Suppose $M$ and $N$ are right and left $A$-modules, respectively. Then $M\otimes_AN$ is a well defined $F$-vector space. If actually $M$ is a $(X,A)$-bimodule (meaning left $X$-module, right $A$-modules, and these module actions commute) and $N$ is an $(A,Y)$-module, then $M\otimes_AN$ will be a $(X,Y)$-bimodule. (This is only a gain in generality, not a loss, because we can take $X$ and/or $Y$ to be $F$.)
Note $\mathbb{O}$ is only an $\mathbb{R}$-algebra (unital, nonassociative), not a $\mathbb{C}$-algebra or $\mathbb{H}$-algebra. It is a left $\mathbb{C}$-vector space and a right $\mathbb{C}$-vector space (i.e. module), indeed a $(\mathbb{C},\mathbb{C})$-bimodule because it is an alternative algebra, however it is not a left or right $\mathbb{H}$-vector space (let alone a bimodule).
That said, you can still define "$\mathbb{O}\otimes_\mathbb{H}\mathbb{O}$" as a vector space to be the quotient of $\mathbb{O}\otimes_\mathbb{R}\mathbb{O}$ by the vector subspace spanned by the differences $(xh\otimes y-x\otimes hy)$ for $x,y\in\mathbb{O}$, $h\in\mathbb{H}$. Using $\ell$ for any nonzero imaginary octonion perpendicular to $\mathbb{H}$, we can say $\mathbb{O}=\mathbb{H}\oplus\mathbb{H}\ell$ is a $\mathbb{Z}_2$-graded vector space, with $\ell\mathbb{H}=\mathbb{H}\ell$, and then $\mathbb{O}\otimes_{\mathbb{R}}\mathbb{O}=(\ell\mathbb{H}\oplus\mathbb{H})\otimes_{\mathbb{R}}(\mathbb{H}\oplus\mathbb{H}\ell)$ becomes $\mathbb{Z}_2\times\mathbb{Z}_2$-graded:
$$ (\ell\mathbb{H}\otimes\mathbb{H}) \,\oplus\, (\ell\mathbb{H}\otimes\mathbb{H}\ell) \,\oplus\, (\mathbb{H}\otimes\mathbb{H}) \,\oplus\, (\mathbb{H}\otimes\mathbb{H}\ell). $$
(All unadorned $\otimes$ are over $\mathbb{R}$.) Notice the subspace we're quotienting by is also $\mathbb{Z}_2\times\mathbb{Z}_2$-graded, so we can quotient in each of the four "components" separately.

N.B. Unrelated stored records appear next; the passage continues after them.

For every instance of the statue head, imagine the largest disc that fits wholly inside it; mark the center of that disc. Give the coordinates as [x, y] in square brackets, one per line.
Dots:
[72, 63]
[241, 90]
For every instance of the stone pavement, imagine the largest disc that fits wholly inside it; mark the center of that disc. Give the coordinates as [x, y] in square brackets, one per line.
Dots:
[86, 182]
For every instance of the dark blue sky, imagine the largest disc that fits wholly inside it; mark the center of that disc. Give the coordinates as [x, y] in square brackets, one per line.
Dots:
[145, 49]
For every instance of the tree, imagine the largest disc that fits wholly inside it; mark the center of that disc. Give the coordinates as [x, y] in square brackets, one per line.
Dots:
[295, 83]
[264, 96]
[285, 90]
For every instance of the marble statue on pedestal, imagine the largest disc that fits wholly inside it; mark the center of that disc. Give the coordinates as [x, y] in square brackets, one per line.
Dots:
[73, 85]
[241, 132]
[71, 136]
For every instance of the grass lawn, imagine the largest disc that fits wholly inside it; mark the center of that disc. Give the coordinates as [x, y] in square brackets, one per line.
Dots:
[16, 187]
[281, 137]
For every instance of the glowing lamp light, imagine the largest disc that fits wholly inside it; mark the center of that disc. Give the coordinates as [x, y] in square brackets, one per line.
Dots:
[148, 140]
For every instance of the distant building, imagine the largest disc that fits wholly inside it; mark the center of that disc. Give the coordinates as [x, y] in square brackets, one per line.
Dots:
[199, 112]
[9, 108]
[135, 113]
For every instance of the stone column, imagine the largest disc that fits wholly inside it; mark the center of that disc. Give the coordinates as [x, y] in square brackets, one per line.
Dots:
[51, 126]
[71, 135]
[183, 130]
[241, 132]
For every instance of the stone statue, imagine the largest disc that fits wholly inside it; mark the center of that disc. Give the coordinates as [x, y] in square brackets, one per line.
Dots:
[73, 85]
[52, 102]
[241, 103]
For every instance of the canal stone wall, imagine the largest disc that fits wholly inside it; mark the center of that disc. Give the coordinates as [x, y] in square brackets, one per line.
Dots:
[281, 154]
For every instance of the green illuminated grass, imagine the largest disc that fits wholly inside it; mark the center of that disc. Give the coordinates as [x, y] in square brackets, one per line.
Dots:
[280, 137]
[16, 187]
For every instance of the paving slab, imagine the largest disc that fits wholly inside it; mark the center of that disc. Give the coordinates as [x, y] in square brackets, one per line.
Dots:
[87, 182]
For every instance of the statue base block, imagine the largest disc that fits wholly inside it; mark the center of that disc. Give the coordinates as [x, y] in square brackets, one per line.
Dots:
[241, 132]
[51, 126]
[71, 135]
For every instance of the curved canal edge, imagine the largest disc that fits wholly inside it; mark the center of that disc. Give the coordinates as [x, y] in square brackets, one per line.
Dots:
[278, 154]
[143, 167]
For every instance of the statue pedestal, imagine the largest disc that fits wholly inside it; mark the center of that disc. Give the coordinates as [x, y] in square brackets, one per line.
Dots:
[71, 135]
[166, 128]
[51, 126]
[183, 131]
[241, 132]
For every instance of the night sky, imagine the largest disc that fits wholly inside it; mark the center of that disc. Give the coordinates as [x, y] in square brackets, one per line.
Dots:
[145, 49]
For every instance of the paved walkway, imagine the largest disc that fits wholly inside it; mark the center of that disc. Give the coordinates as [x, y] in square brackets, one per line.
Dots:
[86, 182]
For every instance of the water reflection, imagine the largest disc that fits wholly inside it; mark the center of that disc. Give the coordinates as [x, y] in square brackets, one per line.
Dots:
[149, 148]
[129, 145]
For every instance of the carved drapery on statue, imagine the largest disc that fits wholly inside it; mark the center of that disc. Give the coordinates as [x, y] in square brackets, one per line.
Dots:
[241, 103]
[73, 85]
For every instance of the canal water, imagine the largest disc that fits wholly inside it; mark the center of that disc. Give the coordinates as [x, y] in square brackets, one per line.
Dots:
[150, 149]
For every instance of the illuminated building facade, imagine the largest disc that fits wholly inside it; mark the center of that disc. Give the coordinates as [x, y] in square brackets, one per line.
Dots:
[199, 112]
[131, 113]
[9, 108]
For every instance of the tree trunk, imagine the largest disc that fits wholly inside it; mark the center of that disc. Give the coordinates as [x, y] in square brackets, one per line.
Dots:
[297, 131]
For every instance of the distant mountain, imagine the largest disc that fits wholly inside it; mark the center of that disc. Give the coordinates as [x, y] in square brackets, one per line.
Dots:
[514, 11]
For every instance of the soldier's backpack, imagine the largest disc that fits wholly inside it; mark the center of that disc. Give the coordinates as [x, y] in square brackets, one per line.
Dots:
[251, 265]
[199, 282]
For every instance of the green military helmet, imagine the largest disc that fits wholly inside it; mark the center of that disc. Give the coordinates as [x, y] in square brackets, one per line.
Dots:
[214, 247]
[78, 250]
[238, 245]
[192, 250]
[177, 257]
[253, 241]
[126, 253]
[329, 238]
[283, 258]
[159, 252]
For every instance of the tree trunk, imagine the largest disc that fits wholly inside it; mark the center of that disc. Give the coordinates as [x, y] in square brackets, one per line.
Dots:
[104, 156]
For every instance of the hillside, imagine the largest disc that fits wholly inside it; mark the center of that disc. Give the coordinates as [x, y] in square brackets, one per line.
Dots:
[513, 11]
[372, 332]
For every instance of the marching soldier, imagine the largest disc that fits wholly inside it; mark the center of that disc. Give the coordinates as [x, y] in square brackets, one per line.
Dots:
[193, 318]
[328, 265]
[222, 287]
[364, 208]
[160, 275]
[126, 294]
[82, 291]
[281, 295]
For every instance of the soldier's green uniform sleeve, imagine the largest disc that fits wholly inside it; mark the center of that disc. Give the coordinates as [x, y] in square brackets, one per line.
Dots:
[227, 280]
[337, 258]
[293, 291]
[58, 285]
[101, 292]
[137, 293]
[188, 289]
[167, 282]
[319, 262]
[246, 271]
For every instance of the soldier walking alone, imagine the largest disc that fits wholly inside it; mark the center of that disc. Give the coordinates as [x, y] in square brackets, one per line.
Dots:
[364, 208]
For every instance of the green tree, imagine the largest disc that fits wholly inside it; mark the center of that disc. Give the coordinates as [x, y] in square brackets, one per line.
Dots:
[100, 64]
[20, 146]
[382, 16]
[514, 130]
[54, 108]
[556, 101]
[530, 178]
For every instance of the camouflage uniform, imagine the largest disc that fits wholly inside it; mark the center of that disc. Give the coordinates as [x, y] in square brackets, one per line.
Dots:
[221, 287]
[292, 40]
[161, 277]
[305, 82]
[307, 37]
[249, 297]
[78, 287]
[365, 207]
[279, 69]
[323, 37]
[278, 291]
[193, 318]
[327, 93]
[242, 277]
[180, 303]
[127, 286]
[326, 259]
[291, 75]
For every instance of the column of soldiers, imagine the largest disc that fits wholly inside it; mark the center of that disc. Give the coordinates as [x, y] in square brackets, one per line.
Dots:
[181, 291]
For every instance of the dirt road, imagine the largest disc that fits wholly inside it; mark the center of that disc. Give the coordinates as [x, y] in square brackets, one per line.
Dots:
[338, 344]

Notice $\ell x\otimes y=(\ell x)y\otimes1=\ell(yx)\otimes1$ but also $\ell x\otimes y=\ell\otimes xy=\ell(xy)\otimes 1$, therefore the difference $\ell z\otimes 1=0$ vanishes, where $z=xy-yx=$ $2\,\mathrm{Im}(x)\times\mathrm{Im}(y)$ can be any pure imaginary octonion. The same cancellation occurs with $\ell$ on the right of $\otimes$, but with $\ell$ on both or neither side no cancellation occurs (but quaternion scalars can be slid to once side).
Thus the four $\mathbb{Z}_2\times\mathbb{Z}_2$-components become, in the quotient,
$$ \mathbb{O}\otimes_{\mathbb{H}}\mathbb{O} = \mathbb{R}(\ell\otimes1) \,\oplus\, (\ell\otimes\mathbb{H}\ell) \,\oplus\, (1\otimes\mathbb{H}) \,\oplus\, \mathbb{R}(1\otimes\ell). $$
So it would appear this "$\mathbb{O}\otimes_{\mathbb{H}}\mathbb{O}$" is a $10$-dimensional $\mathbb{R}$-vector space. There is a natural map $\mathbb{O}\otimes_{\mathbb{R}}\mathbb{O}\to\mathbb{O}\otimes_{\mathbb{H}}\mathbb{O}$ given by $a\otimes b\mapsto a\otimes b$, but the algebra's multiplication map $\mathbb{O}\otimes_{\mathbb{R}}\mathbb{O}\to\mathbb{O}$ does not factor through it like it would in the associative world.